Evaluation of BBL CHROMagar Listeria agar for the isolation and identification of Listeria monocytogenes from food and environmental samples.

作者信息

Hegde Veena, Leon-Velarde Carlos G, Stam Christina M, Jaykus Lee-Ann, Odumeru Joseph A

机构信息

Laboratory Services Division, University of Guelph, 95 stone Rd. West, Guelph, ON, Canada N1H 8J7.

出版信息

J Microbiol Methods. 2007 Jan;68(1):82-7. doi: 10.1016/j.mimet.2006.06.011. Epub 2006 Aug 23.

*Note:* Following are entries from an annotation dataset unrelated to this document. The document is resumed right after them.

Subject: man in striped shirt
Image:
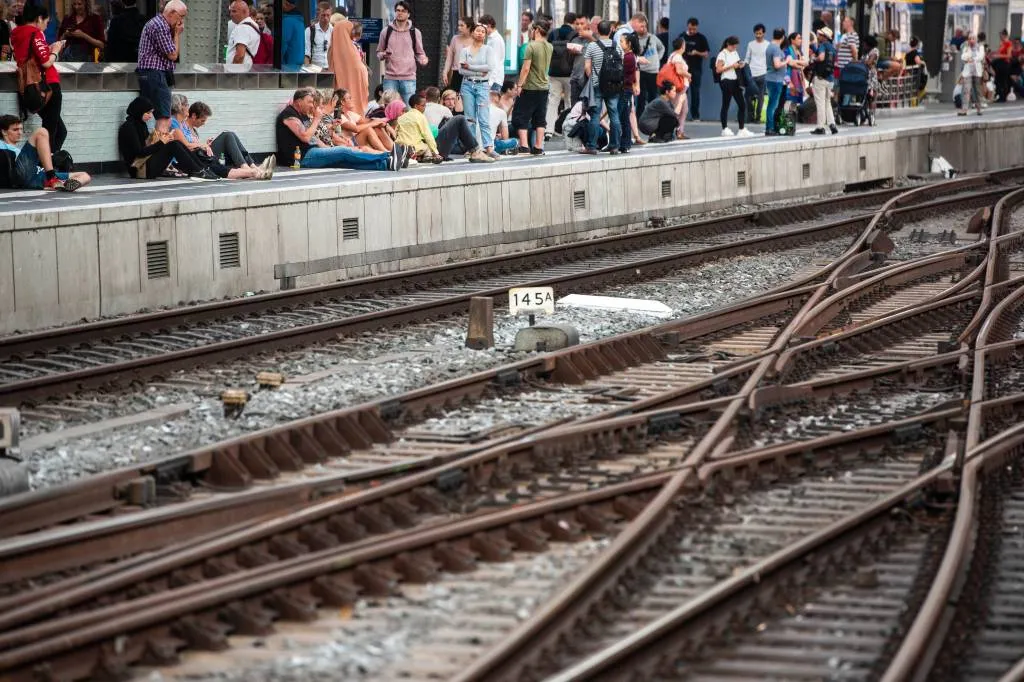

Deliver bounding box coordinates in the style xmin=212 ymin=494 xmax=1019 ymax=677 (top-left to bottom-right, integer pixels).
xmin=836 ymin=16 xmax=860 ymax=78
xmin=135 ymin=0 xmax=188 ymax=132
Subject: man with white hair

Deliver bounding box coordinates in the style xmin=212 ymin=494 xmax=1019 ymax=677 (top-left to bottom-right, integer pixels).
xmin=135 ymin=0 xmax=188 ymax=132
xmin=227 ymin=0 xmax=260 ymax=67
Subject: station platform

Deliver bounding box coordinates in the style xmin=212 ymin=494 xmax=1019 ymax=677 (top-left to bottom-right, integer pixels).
xmin=0 ymin=103 xmax=1024 ymax=334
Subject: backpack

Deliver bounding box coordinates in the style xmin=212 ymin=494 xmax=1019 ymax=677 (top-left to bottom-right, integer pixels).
xmin=548 ymin=31 xmax=577 ymax=78
xmin=597 ymin=42 xmax=626 ymax=97
xmin=253 ymin=32 xmax=273 ymax=63
xmin=17 ymin=32 xmax=50 ymax=118
xmin=814 ymin=43 xmax=836 ymax=78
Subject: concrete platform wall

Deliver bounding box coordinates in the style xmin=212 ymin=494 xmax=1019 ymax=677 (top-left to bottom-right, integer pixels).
xmin=0 ymin=116 xmax=1024 ymax=333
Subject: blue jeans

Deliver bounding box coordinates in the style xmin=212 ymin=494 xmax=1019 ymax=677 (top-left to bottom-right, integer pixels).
xmin=462 ymin=78 xmax=495 ymax=148
xmin=384 ymin=78 xmax=416 ymax=104
xmin=617 ymin=92 xmax=633 ymax=152
xmin=135 ymin=69 xmax=171 ymax=119
xmin=587 ymin=88 xmax=623 ymax=150
xmin=765 ymin=81 xmax=785 ymax=132
xmin=301 ymin=146 xmax=391 ymax=170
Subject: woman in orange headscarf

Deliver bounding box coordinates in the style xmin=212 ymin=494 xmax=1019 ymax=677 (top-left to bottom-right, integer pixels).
xmin=327 ymin=19 xmax=370 ymax=114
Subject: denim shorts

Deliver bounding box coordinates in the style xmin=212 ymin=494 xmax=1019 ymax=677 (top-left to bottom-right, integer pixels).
xmin=14 ymin=142 xmax=68 ymax=189
xmin=135 ymin=69 xmax=171 ymax=119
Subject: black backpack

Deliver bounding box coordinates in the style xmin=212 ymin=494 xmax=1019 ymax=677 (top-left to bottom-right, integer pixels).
xmin=597 ymin=41 xmax=626 ymax=97
xmin=548 ymin=31 xmax=577 ymax=78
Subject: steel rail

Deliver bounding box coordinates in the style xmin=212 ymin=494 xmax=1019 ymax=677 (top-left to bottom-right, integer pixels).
xmin=0 ymin=403 xmax=966 ymax=682
xmin=460 ymin=178 xmax=1010 ymax=681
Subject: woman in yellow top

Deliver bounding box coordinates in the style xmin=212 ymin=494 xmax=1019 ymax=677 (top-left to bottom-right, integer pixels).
xmin=395 ymin=94 xmax=495 ymax=164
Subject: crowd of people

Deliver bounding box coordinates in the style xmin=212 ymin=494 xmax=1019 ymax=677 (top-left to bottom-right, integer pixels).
xmin=0 ymin=0 xmax=1024 ymax=190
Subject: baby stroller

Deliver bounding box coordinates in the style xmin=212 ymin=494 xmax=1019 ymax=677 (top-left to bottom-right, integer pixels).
xmin=839 ymin=61 xmax=870 ymax=126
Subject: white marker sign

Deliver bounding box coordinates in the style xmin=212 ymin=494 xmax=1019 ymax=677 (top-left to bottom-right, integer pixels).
xmin=509 ymin=287 xmax=555 ymax=316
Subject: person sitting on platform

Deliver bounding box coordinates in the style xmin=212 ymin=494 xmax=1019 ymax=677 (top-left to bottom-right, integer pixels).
xmin=397 ymin=94 xmax=495 ymax=164
xmin=0 ymin=114 xmax=92 ymax=191
xmin=274 ymin=88 xmax=410 ymax=171
xmin=171 ymin=93 xmax=276 ymax=180
xmin=637 ymin=81 xmax=683 ymax=142
xmin=118 ymin=97 xmax=219 ymax=180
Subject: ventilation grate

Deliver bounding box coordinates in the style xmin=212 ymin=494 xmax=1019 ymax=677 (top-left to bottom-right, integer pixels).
xmin=341 ymin=218 xmax=359 ymax=242
xmin=145 ymin=242 xmax=171 ymax=280
xmin=572 ymin=189 xmax=587 ymax=211
xmin=218 ymin=232 xmax=242 ymax=270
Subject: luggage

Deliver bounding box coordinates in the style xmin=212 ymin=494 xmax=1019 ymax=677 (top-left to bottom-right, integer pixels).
xmin=775 ymin=104 xmax=797 ymax=135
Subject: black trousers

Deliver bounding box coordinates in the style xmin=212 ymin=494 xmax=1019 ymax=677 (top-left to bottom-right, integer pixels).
xmin=136 ymin=140 xmax=207 ymax=179
xmin=637 ymin=71 xmax=657 ymax=119
xmin=718 ymin=78 xmax=746 ymax=128
xmin=436 ymin=114 xmax=479 ymax=159
xmin=39 ymin=83 xmax=68 ymax=152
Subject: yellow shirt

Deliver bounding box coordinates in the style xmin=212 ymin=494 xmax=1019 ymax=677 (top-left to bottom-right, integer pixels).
xmin=395 ymin=109 xmax=437 ymax=154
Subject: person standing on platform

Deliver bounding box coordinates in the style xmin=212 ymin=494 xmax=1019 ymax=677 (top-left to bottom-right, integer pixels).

DOI:10.1016/j.mimet.2006.06.011
PMID:16930751
Abstract

The performance of BBL CHROMagar Listeria chromogenic agar for the detection of Listeria monocytogenes was evaluated for its ability to isolate and identify L. monocytogenes from food and environmental samples. The medium was compared to non-chromogenic selective agars commonly used for Listeria isolation: Oxford, Modified Oxford, and PALCAM. BBL CHROMagar Listeria had a sensitivity of 99% and 100% for the detection of L. monocytogenes from 200 natural and artificially inoculated food samples, respectively, with a colony confirmation rate of 100%. The sensitivity of non-chromogenic selective media for the detection of L. monocytogenes from these same samples was 97-99% with colony confirmation rates of 65-67.5%. From 93 environmental samples, BBL CHROMagar Listeria agar results correlated 100% with a Listeria spp. visual immunoassay (TECRA) performed on these same samples and the USDA-FSIS standard culture method for the isolation of L. monocytogenes. From environmental samples, the L. monocytogenes confirmation rate was 100% for BBL CHROMagar Listeria as compared to 50% for conventional agars tested. On BBL CHROMagar Listeria, L. monocytogenes forms a translucent white precipitation zone (halo) surrounding blue-pigmented colonies of 2-3 mm in diameter, with an entire border. BBL CHROMagar Listeria offers a high degree of specificity for the confirmation of suspect L. monocytogenes colonies, whereas non-chromogenic selective agars evaluated were not differential for L. monocytogenes from other Listeria species.

摘要

对BBL CHROMagar李斯特菌显色琼脂用于从食品和环境样本中分离和鉴定单核细胞增生李斯特菌的性能进行了评估。将该培养基与常用于分离李斯特菌的非显色选择性琼脂进行了比较:牛津琼脂、改良牛津琼脂和PALCAM琼脂。BBL CHROMagar李斯特菌琼脂从200份天然和人工接种的食品样本中检测单核细胞增生李斯特菌的灵敏度分别为99%和100%,菌落确认率为100%。从这些相同样本中检测单核细胞增生李斯特菌时,非显色选择性培养基的灵敏度为97 - 99%,菌落确认率为65 - 67.5%。在93份环境样本中,BBL CHROMagar李斯特菌琼脂的结果与对这些相同样本进行的李斯特菌属视觉免疫测定(TECRA)以及美国农业部食品安全检验局(USDA - FSIS)分离单核细胞增生李斯特菌的标准培养方法的结果100%相关。对于环境样本,BBL CHROMagar李斯特菌琼脂对单核细胞增生李斯特菌的确认率为100%,而测试的传统琼脂为50%。在BBL CHROMagar李斯特菌琼脂上,单核细胞增生李斯特菌在直径2 - 3毫米、边缘整齐的蓝色菌落周围形成半透明白色沉淀区(晕圈)。BBL CHROMagar李斯特菌琼脂对可疑单核细胞增生李斯特菌菌落的确认具有高度特异性,而所评估的非显色选择性琼脂对单核细胞增生李斯特菌与其他李斯特菌属无法进行区分。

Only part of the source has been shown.